O esquerdista Luis Arce, idealizador do milagre econômico do governo de Evo Morales, assumirá o governo de uma Bolívia polarizada e em crise econômica, após uma vitória contundente nas urnas no domingo, de acordo com as projeções de dois institutos privados.
Apesar da ausência de resultado oficial, com o avanço lento da apuração dos votos, Arce e Morales proclamaram vitória na noite da eleição, o que foi reconhecido pela presidente interina de direita, Jeanine Áñez, que sucedeu o primeiro presidente indígena da Bolívia quando ele renunciou há 11 meses durante uma convulsão social.
"A Bolívia recuperou a democracia. Quero afirmar, sobretudo aos bolivianos, recuperamos as esperanças", disse Arce, chamado por seus seguidores de 'Lucho' em uma entrevista coletiva ao lado de seu vice-presidente, David Choquehuanca, que foi chanceler de Morales (2006-2019).
"Lucho será nosso presidente (...) Ele devolverá à nossa pátria o caminho do crescimento econômico", disse Morales em seu exílio na Argentina.

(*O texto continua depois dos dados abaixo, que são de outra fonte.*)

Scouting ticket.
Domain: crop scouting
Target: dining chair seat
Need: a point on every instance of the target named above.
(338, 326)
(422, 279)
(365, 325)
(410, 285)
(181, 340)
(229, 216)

Jeanine Añez, grande inimiga do Movimento Ao Socialismo (MAS), partido de Morales, admitiu rapidamente a vitória de Arce.
"Ainda não temos o cômputo oficial, mas pelos dados que recebemos o Sr. Arce e o Sr. Choquehuanca venceram a eleição. Felicito os vencedores e peço que governem pensando na Bolívia e na democracia", escreveu no Twitter.
Mas o principal rival do economista, o ex-presidente centrista Carlos Mesa (2003-2005), permanece em silêncio e seu porta-voz, Ricardo Paz, afirmou que pretendem "esperar com paciência e com tranquilidade" o resultado da lenta apuração do Tribunal Supremo Eleitoral.
De acordo com o canal de televisão Unitel, Arce venceu no primeiro turno da eleição presidencial com 52,4% dos votos, contra 31,5% de Mesa.
A fundação 'Jubileo' aponta Arce com 53% dos votos e Mesa com 30,8%.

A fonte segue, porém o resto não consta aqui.